Though divorce is undoubtedly difficult for parents to negotiate together, it can be even harder for children, no matter their ages. Rather than going through the process of litigation, which can become combative, the process of mediation to put together a parenting plan in the best interest of the child or children can be mutually beneficial for all involved. Massachusetts parents interested in helping children emotionally navigate divorce may benefit from sitting down with a mediator.
Extensive psychological studies have been performed lately with regard to the effects of divorce upon families. In 2015, researchers at the University of Exeter in the United Kingdom found that mediation with respect to cultural norms around the genders of the parents can affect how parenting plans are developed. Mediation of discussions can be improved with statements of facts rather than feelings, inclusion of counseling and hypothetical projection of how plans should play out in the future.
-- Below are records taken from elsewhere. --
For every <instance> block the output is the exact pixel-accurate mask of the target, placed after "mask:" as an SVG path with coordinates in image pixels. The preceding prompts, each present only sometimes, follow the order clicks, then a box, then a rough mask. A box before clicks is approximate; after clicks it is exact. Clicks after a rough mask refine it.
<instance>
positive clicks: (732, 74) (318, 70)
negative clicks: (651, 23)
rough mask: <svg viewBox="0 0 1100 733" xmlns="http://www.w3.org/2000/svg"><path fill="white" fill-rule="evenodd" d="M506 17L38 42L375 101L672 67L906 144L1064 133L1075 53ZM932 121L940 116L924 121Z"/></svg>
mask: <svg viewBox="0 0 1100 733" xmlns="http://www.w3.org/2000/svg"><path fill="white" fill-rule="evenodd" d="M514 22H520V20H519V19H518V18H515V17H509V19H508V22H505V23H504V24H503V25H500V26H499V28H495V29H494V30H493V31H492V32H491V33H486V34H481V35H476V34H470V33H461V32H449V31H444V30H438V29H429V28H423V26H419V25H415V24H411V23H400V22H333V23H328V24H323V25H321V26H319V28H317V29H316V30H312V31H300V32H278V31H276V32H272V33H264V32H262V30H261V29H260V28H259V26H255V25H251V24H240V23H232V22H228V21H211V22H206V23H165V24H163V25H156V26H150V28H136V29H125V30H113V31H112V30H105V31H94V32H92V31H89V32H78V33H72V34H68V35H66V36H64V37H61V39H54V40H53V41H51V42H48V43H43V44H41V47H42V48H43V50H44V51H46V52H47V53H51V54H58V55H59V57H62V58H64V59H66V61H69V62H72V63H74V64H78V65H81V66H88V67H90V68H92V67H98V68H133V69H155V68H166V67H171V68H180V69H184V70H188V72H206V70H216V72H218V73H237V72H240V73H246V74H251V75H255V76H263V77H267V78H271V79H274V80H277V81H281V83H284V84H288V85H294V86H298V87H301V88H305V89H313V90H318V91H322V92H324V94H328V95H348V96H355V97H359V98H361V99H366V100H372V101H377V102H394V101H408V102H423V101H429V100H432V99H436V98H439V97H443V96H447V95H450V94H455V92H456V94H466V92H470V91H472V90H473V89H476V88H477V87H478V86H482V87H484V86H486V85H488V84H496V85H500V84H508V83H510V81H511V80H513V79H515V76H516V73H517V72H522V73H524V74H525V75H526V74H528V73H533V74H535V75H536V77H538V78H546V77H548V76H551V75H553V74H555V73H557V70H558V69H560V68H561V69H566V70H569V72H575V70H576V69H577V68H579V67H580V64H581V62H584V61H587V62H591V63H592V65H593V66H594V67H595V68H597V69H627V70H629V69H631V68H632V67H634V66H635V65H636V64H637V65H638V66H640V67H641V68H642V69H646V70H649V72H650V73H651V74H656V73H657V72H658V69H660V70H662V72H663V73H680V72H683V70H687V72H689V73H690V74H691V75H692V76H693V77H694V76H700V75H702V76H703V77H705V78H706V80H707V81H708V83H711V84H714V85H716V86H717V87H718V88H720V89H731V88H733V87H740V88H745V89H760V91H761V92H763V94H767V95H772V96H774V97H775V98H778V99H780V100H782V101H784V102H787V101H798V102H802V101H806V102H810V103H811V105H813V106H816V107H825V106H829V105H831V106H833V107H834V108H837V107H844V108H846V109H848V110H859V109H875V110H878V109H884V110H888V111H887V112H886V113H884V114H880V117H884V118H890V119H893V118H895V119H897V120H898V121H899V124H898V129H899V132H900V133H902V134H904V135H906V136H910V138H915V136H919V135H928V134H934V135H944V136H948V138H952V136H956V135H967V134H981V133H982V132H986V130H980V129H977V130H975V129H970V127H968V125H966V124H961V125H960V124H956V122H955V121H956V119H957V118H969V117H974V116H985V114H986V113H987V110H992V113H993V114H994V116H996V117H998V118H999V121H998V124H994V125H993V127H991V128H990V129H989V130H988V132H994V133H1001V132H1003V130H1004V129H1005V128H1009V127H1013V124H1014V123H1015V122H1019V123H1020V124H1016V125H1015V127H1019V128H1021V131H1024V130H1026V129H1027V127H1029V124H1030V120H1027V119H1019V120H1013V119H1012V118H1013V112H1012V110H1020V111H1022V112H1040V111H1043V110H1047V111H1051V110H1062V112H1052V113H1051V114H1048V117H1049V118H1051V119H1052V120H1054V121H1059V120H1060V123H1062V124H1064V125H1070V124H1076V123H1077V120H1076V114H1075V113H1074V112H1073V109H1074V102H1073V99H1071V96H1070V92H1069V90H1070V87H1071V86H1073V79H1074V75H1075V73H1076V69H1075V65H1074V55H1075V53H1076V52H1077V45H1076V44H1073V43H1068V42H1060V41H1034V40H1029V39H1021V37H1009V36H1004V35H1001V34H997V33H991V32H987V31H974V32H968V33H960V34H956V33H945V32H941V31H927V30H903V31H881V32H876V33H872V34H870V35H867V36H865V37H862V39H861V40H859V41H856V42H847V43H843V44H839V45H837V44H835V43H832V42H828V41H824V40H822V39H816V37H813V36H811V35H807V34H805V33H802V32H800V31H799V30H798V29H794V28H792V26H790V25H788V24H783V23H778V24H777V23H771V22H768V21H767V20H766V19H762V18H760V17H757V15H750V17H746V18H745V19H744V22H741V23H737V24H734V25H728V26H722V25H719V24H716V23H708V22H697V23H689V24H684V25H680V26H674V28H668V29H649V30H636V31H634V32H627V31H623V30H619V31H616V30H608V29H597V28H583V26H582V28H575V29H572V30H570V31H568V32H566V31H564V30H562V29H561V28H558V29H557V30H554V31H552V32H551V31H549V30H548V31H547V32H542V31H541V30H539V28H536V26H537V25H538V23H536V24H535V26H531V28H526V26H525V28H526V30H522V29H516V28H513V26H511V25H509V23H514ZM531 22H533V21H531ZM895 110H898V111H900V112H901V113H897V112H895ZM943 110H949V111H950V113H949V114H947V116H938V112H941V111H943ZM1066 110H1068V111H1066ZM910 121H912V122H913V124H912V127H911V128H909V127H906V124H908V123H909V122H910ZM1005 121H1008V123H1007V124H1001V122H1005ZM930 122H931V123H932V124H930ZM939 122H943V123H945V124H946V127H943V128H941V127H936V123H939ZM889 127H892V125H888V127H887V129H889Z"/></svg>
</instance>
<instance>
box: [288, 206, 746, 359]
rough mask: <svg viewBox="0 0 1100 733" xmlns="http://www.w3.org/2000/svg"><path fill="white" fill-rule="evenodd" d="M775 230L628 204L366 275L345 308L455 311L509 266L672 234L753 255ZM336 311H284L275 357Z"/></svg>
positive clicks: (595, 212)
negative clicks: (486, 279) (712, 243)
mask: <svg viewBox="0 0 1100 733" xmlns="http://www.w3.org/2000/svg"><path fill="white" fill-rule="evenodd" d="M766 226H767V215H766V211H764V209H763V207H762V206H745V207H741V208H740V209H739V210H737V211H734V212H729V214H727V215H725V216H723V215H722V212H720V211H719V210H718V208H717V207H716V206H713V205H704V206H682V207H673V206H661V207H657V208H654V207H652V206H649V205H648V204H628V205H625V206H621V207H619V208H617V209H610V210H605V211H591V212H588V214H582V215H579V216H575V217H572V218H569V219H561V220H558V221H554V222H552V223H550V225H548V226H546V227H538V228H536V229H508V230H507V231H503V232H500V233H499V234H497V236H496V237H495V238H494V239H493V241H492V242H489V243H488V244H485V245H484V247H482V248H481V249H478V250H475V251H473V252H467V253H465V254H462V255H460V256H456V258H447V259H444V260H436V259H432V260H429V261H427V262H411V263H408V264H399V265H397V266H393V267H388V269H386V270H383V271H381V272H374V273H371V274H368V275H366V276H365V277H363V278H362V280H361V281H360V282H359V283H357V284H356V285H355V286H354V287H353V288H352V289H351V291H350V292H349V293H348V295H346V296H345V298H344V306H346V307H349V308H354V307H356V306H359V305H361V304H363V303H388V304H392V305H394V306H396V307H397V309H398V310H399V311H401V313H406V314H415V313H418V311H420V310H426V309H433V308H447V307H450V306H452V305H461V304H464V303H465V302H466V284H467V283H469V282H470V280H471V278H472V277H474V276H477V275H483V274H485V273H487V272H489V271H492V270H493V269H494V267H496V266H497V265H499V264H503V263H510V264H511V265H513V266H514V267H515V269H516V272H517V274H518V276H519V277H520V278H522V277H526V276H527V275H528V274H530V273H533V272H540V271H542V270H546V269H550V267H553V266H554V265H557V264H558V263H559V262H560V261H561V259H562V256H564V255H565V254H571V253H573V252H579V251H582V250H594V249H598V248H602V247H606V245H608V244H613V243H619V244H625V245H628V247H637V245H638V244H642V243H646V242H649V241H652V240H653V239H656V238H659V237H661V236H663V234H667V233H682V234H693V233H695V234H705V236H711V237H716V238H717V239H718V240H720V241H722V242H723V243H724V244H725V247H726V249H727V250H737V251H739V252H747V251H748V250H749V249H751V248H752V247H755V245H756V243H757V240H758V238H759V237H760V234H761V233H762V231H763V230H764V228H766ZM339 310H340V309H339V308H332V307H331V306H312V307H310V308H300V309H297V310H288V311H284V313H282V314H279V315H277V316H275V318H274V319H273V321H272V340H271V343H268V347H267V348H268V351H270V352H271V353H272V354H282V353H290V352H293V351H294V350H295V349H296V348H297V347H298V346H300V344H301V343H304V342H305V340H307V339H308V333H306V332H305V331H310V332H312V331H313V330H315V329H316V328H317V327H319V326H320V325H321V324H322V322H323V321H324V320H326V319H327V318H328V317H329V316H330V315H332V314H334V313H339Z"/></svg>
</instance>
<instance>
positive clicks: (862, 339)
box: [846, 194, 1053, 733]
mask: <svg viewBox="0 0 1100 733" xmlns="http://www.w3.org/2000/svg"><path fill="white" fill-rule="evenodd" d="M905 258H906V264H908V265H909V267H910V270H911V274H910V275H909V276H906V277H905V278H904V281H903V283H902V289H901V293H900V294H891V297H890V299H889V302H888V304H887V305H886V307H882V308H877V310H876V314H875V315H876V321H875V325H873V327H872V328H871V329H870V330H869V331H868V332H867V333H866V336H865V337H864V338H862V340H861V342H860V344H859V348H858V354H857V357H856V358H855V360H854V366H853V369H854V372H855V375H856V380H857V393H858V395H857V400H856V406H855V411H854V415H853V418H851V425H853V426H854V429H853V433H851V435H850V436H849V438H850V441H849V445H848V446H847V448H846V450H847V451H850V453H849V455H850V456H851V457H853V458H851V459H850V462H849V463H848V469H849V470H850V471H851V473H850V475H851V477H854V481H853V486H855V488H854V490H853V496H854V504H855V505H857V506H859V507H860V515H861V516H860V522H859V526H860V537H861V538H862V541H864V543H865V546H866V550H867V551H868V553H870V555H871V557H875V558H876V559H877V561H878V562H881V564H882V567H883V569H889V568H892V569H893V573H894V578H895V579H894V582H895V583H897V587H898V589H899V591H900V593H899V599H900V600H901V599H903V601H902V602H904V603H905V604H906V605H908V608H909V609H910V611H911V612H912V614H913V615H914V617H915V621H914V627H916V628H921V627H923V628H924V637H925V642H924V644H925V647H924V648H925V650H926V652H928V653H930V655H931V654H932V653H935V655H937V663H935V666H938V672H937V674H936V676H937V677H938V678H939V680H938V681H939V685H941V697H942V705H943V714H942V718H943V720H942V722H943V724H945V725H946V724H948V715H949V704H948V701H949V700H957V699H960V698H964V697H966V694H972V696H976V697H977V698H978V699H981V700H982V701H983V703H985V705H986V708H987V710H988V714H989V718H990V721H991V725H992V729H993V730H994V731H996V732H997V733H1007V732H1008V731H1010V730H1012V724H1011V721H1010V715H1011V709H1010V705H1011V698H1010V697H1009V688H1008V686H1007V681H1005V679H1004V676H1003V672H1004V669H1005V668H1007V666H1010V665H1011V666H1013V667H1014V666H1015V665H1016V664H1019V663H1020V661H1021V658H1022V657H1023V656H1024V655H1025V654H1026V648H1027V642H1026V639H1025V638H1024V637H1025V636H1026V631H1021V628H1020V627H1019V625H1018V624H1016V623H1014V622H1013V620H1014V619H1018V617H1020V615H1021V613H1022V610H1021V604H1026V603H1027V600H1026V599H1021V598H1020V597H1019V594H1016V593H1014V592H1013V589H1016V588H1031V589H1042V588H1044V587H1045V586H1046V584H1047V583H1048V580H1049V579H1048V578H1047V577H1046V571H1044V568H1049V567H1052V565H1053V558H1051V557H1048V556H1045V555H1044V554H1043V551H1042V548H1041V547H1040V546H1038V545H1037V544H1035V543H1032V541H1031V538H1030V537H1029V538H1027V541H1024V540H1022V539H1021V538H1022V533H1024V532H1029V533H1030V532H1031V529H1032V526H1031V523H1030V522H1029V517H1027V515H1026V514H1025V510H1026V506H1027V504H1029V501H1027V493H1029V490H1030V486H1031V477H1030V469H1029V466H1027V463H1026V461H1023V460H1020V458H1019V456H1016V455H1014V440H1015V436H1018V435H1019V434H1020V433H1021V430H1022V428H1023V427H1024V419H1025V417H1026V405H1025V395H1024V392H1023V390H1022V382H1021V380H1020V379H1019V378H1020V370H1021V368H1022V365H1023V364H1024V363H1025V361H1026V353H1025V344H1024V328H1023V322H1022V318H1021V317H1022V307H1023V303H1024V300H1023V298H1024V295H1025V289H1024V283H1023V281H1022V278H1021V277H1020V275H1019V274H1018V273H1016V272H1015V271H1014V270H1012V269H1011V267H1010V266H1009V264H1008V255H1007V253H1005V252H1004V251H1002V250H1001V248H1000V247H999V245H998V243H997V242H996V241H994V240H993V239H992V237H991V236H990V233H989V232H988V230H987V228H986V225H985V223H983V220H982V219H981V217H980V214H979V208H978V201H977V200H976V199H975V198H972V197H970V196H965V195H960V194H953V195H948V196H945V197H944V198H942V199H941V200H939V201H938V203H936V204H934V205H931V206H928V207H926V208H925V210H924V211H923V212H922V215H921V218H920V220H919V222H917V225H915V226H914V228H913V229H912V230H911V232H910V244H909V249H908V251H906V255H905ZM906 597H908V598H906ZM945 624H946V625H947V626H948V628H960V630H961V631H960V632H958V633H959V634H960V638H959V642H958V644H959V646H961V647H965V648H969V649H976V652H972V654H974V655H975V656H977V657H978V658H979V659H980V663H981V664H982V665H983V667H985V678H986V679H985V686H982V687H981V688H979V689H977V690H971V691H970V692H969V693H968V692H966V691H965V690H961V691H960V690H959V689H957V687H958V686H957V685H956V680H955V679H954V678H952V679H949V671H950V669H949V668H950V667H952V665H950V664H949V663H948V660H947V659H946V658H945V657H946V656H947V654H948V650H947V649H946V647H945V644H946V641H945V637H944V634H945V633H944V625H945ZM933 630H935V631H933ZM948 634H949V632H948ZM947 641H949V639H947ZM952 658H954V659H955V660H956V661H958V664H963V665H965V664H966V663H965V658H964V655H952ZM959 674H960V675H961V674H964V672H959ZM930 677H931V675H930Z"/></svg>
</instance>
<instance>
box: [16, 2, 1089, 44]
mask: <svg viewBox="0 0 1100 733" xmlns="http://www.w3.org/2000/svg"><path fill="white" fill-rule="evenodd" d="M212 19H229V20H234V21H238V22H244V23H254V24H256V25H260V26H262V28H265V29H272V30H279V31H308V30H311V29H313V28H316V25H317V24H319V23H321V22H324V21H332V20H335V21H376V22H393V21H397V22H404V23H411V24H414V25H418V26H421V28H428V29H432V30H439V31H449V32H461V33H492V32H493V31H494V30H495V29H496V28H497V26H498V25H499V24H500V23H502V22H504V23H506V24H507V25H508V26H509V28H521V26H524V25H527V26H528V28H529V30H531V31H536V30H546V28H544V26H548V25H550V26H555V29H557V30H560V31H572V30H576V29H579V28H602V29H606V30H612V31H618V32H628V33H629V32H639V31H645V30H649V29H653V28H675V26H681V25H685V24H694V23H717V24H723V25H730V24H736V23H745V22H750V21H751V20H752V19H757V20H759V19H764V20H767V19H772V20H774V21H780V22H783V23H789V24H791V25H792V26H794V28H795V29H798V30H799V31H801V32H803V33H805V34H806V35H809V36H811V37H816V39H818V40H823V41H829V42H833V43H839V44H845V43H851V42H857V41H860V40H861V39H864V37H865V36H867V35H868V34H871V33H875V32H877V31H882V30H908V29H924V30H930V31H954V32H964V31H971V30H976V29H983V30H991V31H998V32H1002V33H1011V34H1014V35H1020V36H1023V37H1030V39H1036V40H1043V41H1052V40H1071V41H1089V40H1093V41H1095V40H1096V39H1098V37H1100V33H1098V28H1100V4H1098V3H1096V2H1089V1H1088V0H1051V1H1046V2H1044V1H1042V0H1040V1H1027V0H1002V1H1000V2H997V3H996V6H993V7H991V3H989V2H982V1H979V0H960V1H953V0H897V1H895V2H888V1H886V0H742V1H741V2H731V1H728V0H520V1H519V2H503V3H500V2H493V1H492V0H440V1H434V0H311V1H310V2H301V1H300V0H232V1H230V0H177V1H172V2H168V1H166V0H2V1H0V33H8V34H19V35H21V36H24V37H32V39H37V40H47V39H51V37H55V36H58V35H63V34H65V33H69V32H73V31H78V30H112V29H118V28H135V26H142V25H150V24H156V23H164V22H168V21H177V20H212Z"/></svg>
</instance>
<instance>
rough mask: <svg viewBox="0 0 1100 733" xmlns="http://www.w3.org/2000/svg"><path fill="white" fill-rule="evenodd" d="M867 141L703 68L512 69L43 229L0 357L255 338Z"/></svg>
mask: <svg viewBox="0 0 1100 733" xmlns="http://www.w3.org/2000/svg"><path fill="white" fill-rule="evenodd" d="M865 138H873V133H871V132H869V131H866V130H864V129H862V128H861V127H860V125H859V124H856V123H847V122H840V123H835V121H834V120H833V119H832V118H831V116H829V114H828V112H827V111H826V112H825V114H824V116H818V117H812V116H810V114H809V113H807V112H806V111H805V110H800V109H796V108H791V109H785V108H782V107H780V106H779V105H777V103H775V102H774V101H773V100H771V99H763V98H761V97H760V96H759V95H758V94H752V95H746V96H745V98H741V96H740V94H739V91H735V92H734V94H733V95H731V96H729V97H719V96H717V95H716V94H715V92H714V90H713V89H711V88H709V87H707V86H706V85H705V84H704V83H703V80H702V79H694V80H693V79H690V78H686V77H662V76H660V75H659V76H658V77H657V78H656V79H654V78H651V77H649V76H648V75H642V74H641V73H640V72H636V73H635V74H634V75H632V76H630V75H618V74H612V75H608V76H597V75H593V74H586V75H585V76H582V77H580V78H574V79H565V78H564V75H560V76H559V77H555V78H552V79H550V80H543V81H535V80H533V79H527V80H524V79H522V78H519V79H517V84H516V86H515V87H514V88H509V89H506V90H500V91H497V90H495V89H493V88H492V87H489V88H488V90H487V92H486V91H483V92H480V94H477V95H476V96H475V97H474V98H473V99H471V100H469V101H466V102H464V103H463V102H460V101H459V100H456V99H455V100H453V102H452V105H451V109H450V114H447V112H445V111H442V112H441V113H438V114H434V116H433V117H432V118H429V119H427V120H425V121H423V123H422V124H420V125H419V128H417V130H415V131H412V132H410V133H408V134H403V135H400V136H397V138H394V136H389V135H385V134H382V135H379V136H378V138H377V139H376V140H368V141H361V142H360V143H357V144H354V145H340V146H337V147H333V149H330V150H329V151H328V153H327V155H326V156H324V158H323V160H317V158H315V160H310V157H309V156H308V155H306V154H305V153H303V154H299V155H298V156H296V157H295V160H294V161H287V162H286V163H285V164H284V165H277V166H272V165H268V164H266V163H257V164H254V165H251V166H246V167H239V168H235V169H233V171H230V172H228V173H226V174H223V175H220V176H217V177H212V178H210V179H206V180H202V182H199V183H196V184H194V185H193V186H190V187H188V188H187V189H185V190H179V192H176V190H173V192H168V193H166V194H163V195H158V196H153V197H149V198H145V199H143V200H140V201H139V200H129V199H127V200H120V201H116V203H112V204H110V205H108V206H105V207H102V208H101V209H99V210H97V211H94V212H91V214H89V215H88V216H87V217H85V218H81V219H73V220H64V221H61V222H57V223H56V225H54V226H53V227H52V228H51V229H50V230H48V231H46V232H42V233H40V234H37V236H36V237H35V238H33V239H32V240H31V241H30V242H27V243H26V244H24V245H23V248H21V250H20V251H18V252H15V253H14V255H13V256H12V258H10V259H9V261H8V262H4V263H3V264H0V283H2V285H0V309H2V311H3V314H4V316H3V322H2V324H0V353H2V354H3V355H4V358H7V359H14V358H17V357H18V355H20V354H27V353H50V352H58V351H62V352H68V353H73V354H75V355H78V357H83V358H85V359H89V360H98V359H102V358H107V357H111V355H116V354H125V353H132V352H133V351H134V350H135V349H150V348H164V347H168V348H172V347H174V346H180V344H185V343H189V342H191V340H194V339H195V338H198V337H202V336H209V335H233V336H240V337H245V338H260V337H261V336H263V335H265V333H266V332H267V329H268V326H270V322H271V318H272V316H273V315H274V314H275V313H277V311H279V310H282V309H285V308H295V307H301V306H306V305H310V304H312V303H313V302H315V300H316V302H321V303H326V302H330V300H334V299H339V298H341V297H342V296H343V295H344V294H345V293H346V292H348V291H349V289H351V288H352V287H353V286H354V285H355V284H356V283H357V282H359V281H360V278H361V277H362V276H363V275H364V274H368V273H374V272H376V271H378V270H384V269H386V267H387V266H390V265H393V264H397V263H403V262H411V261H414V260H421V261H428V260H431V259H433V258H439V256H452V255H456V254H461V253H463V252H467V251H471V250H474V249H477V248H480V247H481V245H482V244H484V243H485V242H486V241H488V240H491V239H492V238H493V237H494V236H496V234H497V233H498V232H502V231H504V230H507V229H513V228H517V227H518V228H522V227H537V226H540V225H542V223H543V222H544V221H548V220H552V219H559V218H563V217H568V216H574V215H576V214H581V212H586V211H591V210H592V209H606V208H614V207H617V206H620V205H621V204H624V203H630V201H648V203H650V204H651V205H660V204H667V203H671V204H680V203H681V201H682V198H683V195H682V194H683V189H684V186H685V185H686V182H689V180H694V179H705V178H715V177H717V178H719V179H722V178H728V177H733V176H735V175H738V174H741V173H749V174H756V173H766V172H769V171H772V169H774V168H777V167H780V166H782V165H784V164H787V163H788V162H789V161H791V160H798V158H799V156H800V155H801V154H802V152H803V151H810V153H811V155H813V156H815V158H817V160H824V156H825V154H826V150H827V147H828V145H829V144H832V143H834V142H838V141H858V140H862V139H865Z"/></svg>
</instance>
Keeping the real interests and needs of the children at the heart of mediation can help develop a solid parenting plan.
Mediation including parents and children together can even help after the divorce. A scientific study published in the March 2017 issue of the Journal of Youth and Adolescence found that even in a controlled trial with randomized subjects, parent-child mediation can assist in minimizing the effects of family conflict. Children who are old enough to understand what divorce means to the family but still too young to handle the emotions surrounding may act out in ways involving delinquency, rebelliousness and refusal to engage academically. Mediation can help children express feelings in a neutral environment and come closer to parents in a positive way.